KnowBe4 experienced a major incident on November 7, 2025 affecting Authentication and Authentication and 1 more component, lasting 16h 15m. The incident has been resolved; the full update timeline is below.
Affected components
Update timeline
- investigating Nov 07, 2025, 09:57 PM UTC
We are currently investigating issues when authenticating into Prevent, Protect and Defend.
- investigating Nov 07, 2025, 10:03 PM UTC
We are continuing to investigate this issue.
- monitoring Nov 07, 2025, 11:08 PM UTC
A fix has been implemented and we are monitoring the results.

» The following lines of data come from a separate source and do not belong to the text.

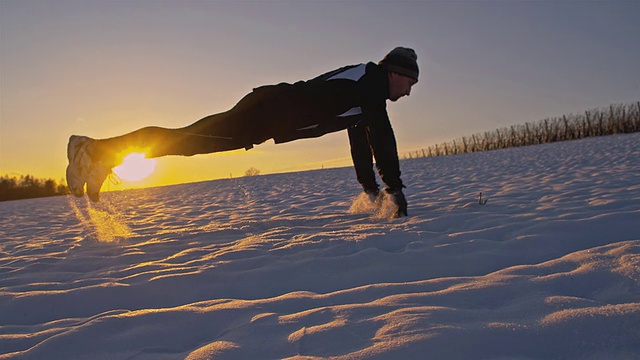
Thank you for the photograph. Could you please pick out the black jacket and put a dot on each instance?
(354, 98)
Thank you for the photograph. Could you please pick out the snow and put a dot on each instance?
(296, 265)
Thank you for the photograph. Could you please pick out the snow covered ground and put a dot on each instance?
(294, 266)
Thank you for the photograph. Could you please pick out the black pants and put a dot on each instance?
(251, 121)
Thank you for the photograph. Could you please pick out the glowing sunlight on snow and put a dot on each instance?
(135, 167)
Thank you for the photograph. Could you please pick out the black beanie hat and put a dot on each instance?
(403, 61)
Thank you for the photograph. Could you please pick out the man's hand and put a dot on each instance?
(398, 198)
(372, 194)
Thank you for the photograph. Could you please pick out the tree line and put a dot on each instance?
(614, 119)
(27, 187)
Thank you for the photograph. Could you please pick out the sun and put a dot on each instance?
(135, 167)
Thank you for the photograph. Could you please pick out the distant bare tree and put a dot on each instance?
(614, 119)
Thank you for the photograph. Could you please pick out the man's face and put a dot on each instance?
(399, 86)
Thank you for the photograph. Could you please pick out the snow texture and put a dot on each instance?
(296, 265)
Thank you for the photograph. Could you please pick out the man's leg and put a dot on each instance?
(91, 161)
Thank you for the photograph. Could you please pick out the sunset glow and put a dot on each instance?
(135, 167)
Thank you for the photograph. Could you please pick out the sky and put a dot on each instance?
(105, 68)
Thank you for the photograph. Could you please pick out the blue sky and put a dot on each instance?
(103, 68)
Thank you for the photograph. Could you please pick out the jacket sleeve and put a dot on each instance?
(362, 158)
(383, 144)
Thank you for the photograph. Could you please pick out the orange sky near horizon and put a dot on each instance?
(102, 69)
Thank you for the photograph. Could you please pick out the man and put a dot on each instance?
(353, 98)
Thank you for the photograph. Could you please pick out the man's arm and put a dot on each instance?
(383, 144)
(362, 158)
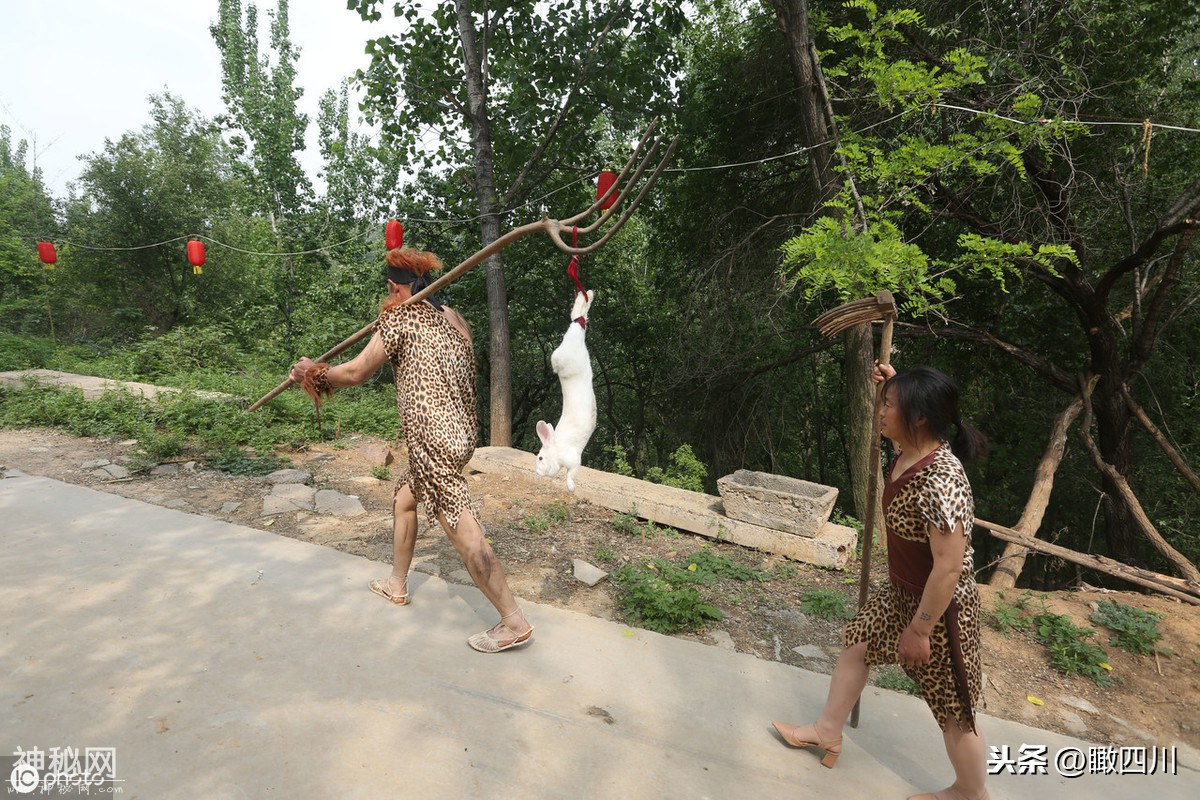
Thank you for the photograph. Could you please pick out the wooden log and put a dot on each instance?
(1185, 590)
(1171, 452)
(1012, 560)
(1186, 567)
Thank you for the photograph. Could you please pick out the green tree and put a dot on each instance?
(977, 181)
(513, 95)
(27, 215)
(172, 179)
(268, 131)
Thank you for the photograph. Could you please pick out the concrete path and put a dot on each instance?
(221, 661)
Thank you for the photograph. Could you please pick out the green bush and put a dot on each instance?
(235, 462)
(898, 680)
(721, 566)
(661, 600)
(1069, 648)
(826, 603)
(1134, 630)
(24, 353)
(684, 471)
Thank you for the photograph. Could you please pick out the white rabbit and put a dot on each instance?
(562, 445)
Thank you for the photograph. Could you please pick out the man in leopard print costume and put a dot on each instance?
(927, 617)
(430, 349)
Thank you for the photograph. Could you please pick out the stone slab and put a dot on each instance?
(335, 504)
(693, 511)
(587, 573)
(288, 497)
(94, 388)
(220, 661)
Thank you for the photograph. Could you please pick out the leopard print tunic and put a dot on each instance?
(435, 370)
(934, 491)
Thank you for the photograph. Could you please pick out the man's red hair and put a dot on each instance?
(418, 260)
(407, 258)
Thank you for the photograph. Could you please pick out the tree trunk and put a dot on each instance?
(793, 24)
(1152, 429)
(1012, 560)
(499, 353)
(859, 405)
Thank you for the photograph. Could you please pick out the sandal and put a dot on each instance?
(485, 643)
(381, 588)
(792, 737)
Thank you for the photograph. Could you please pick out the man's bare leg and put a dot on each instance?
(403, 540)
(487, 573)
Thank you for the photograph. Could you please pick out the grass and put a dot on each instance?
(663, 597)
(1134, 630)
(1071, 649)
(894, 678)
(1008, 617)
(826, 603)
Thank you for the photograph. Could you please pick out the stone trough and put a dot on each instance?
(777, 501)
(832, 546)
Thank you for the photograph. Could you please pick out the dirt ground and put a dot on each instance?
(538, 528)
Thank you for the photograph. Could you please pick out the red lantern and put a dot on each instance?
(394, 234)
(607, 178)
(46, 252)
(196, 256)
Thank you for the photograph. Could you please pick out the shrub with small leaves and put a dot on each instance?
(1134, 630)
(898, 680)
(1071, 651)
(661, 597)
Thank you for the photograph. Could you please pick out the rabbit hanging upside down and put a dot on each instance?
(562, 445)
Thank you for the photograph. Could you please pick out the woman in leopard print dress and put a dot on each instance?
(927, 617)
(430, 350)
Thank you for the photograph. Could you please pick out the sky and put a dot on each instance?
(75, 72)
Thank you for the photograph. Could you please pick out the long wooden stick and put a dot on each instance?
(873, 485)
(1181, 589)
(556, 229)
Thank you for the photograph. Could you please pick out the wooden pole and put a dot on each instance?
(873, 487)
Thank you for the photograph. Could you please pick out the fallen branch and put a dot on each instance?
(1171, 452)
(1187, 591)
(1012, 560)
(1186, 567)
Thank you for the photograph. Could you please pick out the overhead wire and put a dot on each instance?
(591, 175)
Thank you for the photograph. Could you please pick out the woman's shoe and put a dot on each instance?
(809, 737)
(383, 588)
(486, 643)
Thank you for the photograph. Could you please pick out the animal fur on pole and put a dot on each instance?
(861, 312)
(557, 229)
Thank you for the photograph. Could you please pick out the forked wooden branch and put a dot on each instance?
(882, 307)
(556, 229)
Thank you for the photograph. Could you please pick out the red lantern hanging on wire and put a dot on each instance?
(394, 234)
(196, 256)
(47, 253)
(606, 179)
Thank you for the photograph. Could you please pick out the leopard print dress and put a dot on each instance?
(934, 491)
(435, 371)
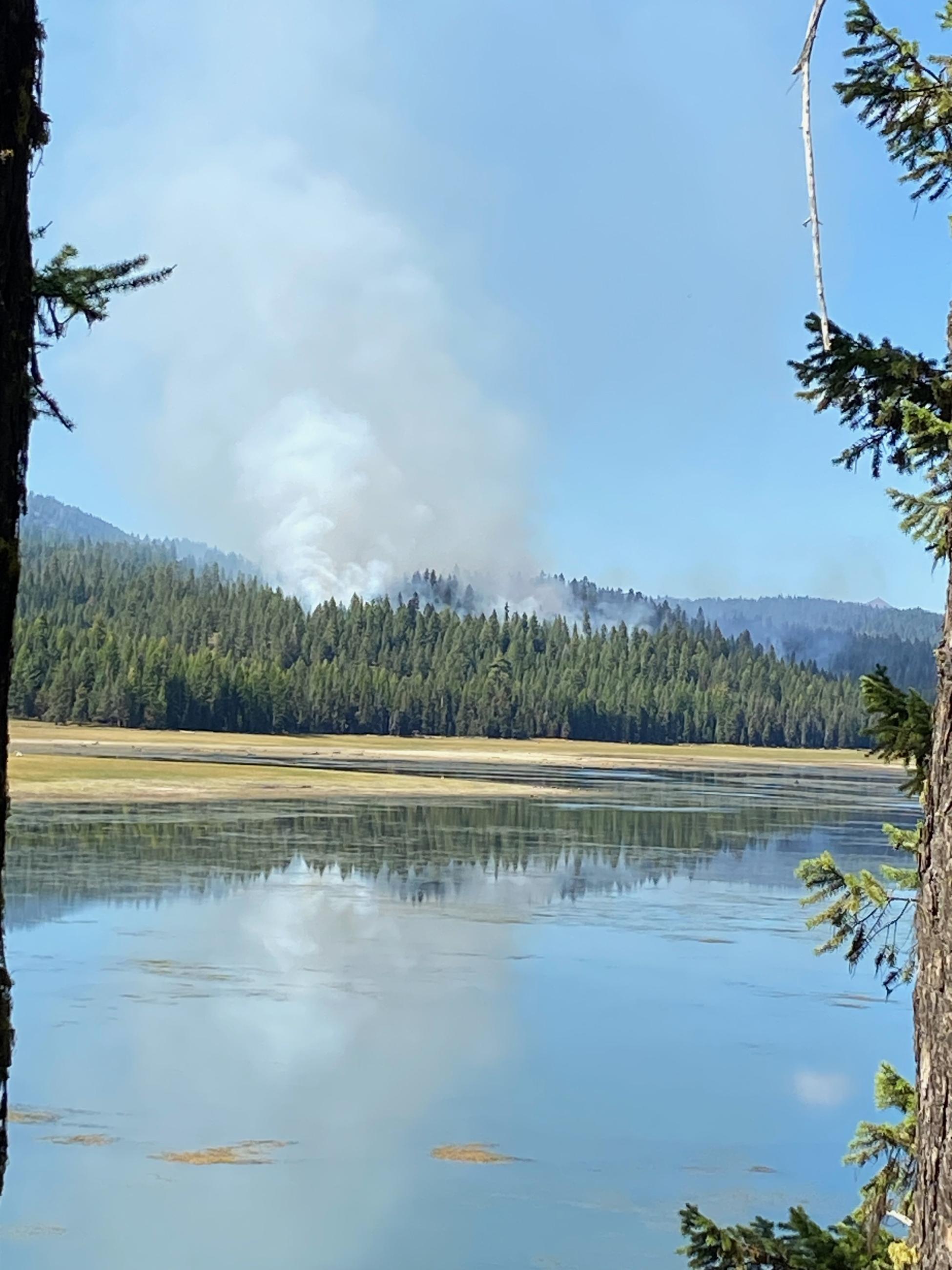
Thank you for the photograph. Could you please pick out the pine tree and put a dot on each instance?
(899, 403)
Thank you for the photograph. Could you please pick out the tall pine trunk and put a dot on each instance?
(933, 989)
(22, 131)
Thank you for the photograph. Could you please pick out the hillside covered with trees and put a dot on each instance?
(115, 634)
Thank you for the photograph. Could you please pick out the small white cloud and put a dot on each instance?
(822, 1089)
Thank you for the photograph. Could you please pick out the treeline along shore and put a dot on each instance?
(113, 634)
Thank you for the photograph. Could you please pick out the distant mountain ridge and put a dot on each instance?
(51, 521)
(845, 638)
(766, 616)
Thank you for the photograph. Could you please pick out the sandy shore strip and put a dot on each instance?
(90, 779)
(43, 738)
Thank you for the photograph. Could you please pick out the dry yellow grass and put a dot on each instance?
(27, 735)
(252, 1152)
(87, 778)
(471, 1154)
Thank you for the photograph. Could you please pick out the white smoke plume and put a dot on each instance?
(297, 390)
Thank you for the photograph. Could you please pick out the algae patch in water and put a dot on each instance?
(26, 1231)
(32, 1116)
(83, 1140)
(252, 1152)
(473, 1154)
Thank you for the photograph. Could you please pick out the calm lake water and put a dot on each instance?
(621, 995)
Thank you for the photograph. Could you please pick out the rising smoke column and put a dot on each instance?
(297, 390)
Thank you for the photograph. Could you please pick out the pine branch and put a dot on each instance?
(64, 291)
(906, 98)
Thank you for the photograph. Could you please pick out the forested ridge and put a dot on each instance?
(115, 634)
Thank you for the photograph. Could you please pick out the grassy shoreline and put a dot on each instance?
(69, 762)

- resolved Nov 08, 2025, 02:13 PM UTC
This incident has been resolved.
- postmortem Dec 10, 2025, 05:16 PM UTC
On November 7, 2025, we identified an issue that prevented some customers from accessing the Defend Admin Portal using SAML-based authentication. This issue affected customers in the US region between approximately 3:32 p.m. UTC and 11:06 p.m. UTC on November 7, 2025. Customers using OAuth authentication were not affected. This issue was caused by an inadvertent configuration change to a critical system policy that removed a necessary value. When customers attempted to log in via SAML, the missing value caused authentication to fail. To resolve this issue, we rolled back the policy to its previous configuration. Customers were able to log in successfully at 11:02 p.m. UTC, and the incident was fully resolved at 11:06 p.m. UTC. To prevent similar issues in the future, we've implemented enhanced change control processes for critical system policies, including mandatory peer review requirements and additional confirmation steps before modifications can be made. We've also established a version control system to ensure quick recovery capability for all policies. No data loss occurred as a result of this issue.